When mixing several basic learners, the global accuracy can
improve beyond that of the best basic learner only if the
errors of the learners are not too positively correlated. This
is ensured either by changing the model used to learn each
sub-problem (e.g., by using models from different families or by
modifying the parameters of the model from one subtask to
another one) or by varying the data set used to train each model
(e.g. by feature selection or resampling).
A range of solutions have been proposed in the literature for
the combination of different models into a global system.

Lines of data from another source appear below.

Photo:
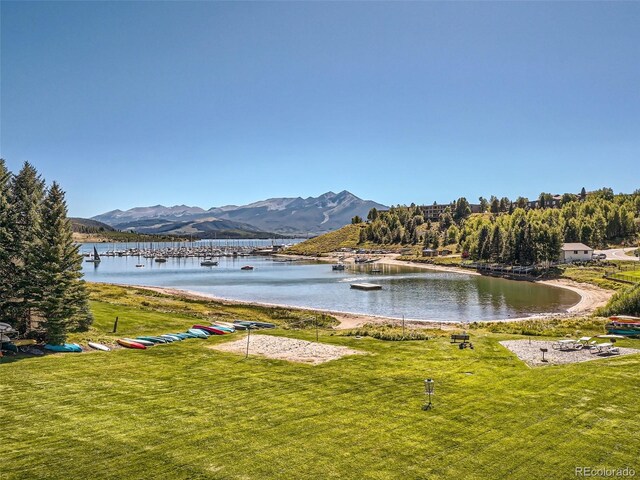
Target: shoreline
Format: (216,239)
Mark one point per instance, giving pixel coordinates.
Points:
(591,297)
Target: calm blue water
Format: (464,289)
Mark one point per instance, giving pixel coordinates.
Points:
(414,293)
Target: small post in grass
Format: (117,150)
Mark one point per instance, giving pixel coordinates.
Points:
(428,390)
(248,337)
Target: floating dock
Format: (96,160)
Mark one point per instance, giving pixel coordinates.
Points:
(366,286)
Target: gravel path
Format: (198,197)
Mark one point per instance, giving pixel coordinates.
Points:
(529,352)
(291,349)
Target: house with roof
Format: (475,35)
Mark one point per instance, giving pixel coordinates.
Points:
(575,252)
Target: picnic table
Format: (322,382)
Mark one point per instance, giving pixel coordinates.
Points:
(564,344)
(607,347)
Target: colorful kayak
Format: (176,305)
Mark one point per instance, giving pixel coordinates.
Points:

In the simplest case, this is done with a majority vote; in
other situations, this combination is taken as a new learning
problem having as inputs the outputs of the basic models
(stacking). Finally, in its most elaborated form, this
combination is dynamic (i.e. varies with each input) and its
parameters are determined simultaneously with the training phase
of each basic model. The latter form is the so called
mixture of experts (ME) model, which has been developed
in a rigorous probabilistic framework in the early nineties and
has been widely studied and extended since then. It was the main
object of study of the last 3 years of research of one of our previous
project.
As stated before, the less correlated the experts
(basic models) are, the better the performance of the ME model.
A ME has an inherent bias towards uncorrelated experts because
of its dynamic recombination that partitions the input space in
different regions on which the experts specialize. To further
favor this property, a natural way is to use feature selection
and dimensionality reduction in such a way that each expert
relies on a different set of inputs.
The expert models of a ME used for classification problems can
be based, in principle, on any method that estimates a
posteriori class probabilities (e.g. neural networks).
Introduced in 1995, the support vector machine (SVM)
has been shown to be an extremely powerful learning tool for
2-class problems. Although an SVM does not output probabilities,
its good performance makes it very appealing to find a way to design a ME
model with experts based on SVMs.
SVMs were originally designed for binary classification problems.
In our research group, we have acquired some know-how in the
decomposition of multiclass classification problems into 2-class
sub-problems. Besides different strategies of decomposition, we
have only investigated static combination techniques (i.e.
combinations of the binary classifiers which do not depend on
the inputs) so far. The design of K-class (or multiclass) classification systems
decomposed into binary classifiers and recombined dynamically
(i.e. MEs for classification with binary classifiers as experts)
constitutes a new field of study of great potential in the field
of pattern classification in general and in speech processing
and computer vision tasks in particular.
This research project is thus composed of three main parts:
- A.
- exploitation of feature selection in mixture of experts models,
- B.
- elaboration of a mixture of experts based on support vector machines,
- C.
- development of a mixture of binary classifiers for multiclass classification.
Keywords:
learning,
classification,
mixture of experts,
support vector machine,
feature selection,
dimensionality reduction,
resampling,
binary classifiers for multiclass classification.
|